A Cardinal Health registrou receita de US$ 63,7 bilhões no quarto trimestre fiscal, alta de 6% em relação aos US$ 60,2 bilhões do mesmo período do ano anterior. O lucro por ação (LPA) diluído ajustado (não GAAP) subiu 40%, para US$ 2,91, superando o consenso de US$ 2,42. O LPA diluído GAAP avançou de US$ 1,00 para US$ 1,70. A projeção para o ano fiscal de 2027 é de LPA ajustado entre US$ 12,40 e US$ 12,60, o que implica crescimento de 13% a 15% em relação aos US$ 11,26 entregues no ano fiscal de 2026.
As ações fecharam em alta de 1,30%, a US$ 240,26.
O trimestre
| Indicador | 4T do AF2026 | Ano anterior |
|---|---|---|
| Receita | US$ 63,7 bi | US$ 60,2 bi (+6%) |
| LPA ajustado (não GAAP) | US$ 2,91 | US$ 2,08 (+40%) |
| LPA esperado (consenso) | US$ 2,42 | |
| LPA GAAP | US$ 1,70 | US$ 1,00 |
| LPA ajustado do AF2026 | US$ 11,26 | |
| Projeção para o AF2027 | US$ 12,40–US$ 12,60 | +13–15% |
Sessenta e três bilhões entram, um erro de arredondamento sai
Faça a conta. Uma receita trimestral de US$ 63,7 bilhões gera lucro GAAP medido em centenas de milhões. As margens operacionais na distribuição farmacêutica ficam bem abaixo de 1%.
Isso não é uma falha do negócio, é o negócio. A Cardinal não compra remédios e os revende com uma margem significativa; ela opera a rede logística que leva os produtos dos fabricantes até farmácias e hospitais, cobrando uma fração de um por cento por fazer isso de forma confiável em escala nacional.
Duas consequências decorrem disso, e elas resumem toda a tese de investimento:
A primeira é que pequenas mudanças na margem produzem grandes variações no lucro. Em um modelo com margem de 0,5%, uma melhora de 10 pontos-base se transforma em um movimento de 20% no lucro. É por isso que o LPA cresceu 40% com uma expansão de receita de apenas 6%, e é por isso que os lucros dessa ação são muito mais voláteis do que sua receita sugere.

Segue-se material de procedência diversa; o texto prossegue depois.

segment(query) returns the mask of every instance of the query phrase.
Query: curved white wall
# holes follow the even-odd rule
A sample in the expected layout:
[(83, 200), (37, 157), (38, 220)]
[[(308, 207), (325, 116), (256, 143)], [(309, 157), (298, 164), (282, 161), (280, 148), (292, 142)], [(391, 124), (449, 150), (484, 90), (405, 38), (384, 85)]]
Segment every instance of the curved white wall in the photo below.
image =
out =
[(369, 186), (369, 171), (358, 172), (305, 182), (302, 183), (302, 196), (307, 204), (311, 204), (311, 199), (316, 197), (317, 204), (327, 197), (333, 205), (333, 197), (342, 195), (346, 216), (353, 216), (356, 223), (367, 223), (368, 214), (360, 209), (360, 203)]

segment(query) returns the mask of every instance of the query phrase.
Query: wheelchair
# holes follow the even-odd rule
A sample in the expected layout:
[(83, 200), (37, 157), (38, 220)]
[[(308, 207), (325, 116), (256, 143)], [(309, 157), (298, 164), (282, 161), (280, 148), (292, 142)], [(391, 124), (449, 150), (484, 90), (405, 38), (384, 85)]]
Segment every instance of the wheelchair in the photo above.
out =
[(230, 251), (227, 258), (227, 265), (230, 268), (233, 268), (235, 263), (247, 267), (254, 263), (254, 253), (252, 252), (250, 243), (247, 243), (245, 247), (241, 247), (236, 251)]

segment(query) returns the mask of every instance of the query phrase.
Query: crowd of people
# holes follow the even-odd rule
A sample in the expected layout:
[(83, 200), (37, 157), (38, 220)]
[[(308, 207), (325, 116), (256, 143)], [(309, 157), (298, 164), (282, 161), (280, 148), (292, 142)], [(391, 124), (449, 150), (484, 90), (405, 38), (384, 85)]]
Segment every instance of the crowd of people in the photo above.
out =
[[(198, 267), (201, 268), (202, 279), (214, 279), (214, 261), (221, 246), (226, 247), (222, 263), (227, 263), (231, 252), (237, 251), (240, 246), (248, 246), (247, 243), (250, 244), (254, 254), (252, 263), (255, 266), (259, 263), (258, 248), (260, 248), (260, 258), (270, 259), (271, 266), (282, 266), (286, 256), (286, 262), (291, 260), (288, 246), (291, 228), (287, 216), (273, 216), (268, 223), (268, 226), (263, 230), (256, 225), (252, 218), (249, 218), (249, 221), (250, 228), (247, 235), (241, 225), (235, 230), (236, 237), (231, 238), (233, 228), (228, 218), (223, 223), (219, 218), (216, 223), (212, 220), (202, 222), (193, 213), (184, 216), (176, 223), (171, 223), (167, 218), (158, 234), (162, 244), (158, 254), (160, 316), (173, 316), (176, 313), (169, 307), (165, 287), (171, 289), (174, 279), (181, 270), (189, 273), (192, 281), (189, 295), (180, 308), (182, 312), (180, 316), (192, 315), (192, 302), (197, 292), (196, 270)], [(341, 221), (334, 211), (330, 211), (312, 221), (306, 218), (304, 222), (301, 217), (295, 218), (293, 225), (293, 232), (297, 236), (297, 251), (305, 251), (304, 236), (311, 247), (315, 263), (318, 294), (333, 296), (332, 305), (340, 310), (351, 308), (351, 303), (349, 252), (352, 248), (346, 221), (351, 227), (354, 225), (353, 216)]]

A segunda é que o fosso competitivo é excepcionalmente sólido. Reconstruir uma rede de distribuição com essa densidade, operando nessas margens, levaria uma década e não se pagaria. A barreira não é tecnologia nem marca — é o fato de que nenhuma pessoa sã quereria assumir essa tarefa por esse preço.
De onde realmente vem o crescimento
O volume de distribuição por si só não gera uma projeção de crescimento de lucro de 13% a 15%. O impulso vem da parte do portfólio com margens mais altas: medicamentos especializados, os serviços que os acompanham, e a disciplina de custos contínua na rede principal.
Especializados é a parte da área de saúde em que os preços dos medicamentos são mais altos e as exigências de manuseio são mais rígidas, o que significa que a taxa cobrada para movimentar o produto é maior, tanto em termos absolutos quanto percentuais. Essa mudança de mix em direção aos produtos especializados é o mecanismo que converte um crescimento de 6% na receita em uma expansão de 40% no lucro ajustado, e ainda há anos de pista para essa transição avançar.
Como eu leio isso
Este é um dos negócios menos empolgantes do S&P 500 e, ao mesmo tempo, um dos motores de crescimento composto mais confiáveis do índice.
A projeção de US$ 12,40 a US$ 12,60 para o ano fiscal de 2027 é a referência para qualquer análise de valuation aqui. Um crescimento de 13% a 15% vindo de um fluxo de lucro defensivo e não cíclico é exatamente o tipo de coisa pela qual os investidores costumam pagar um múltiplo premium; as distribuidoras raramente recebem esse tratamento, e é aí que está a oportunidade.
O risco é regulatório, não operacional. A política de preços de medicamentos define o total de taxas que essa indústria divide entre si, e essa política muda por legislação, não por concorrência. Esse é o risco de cauda presente em qualquer distribuidora, ele não aparece em nenhum trimestre específico, e é a razão pela qual o múltiplo permanece baixo mesmo quando o lucro não fica.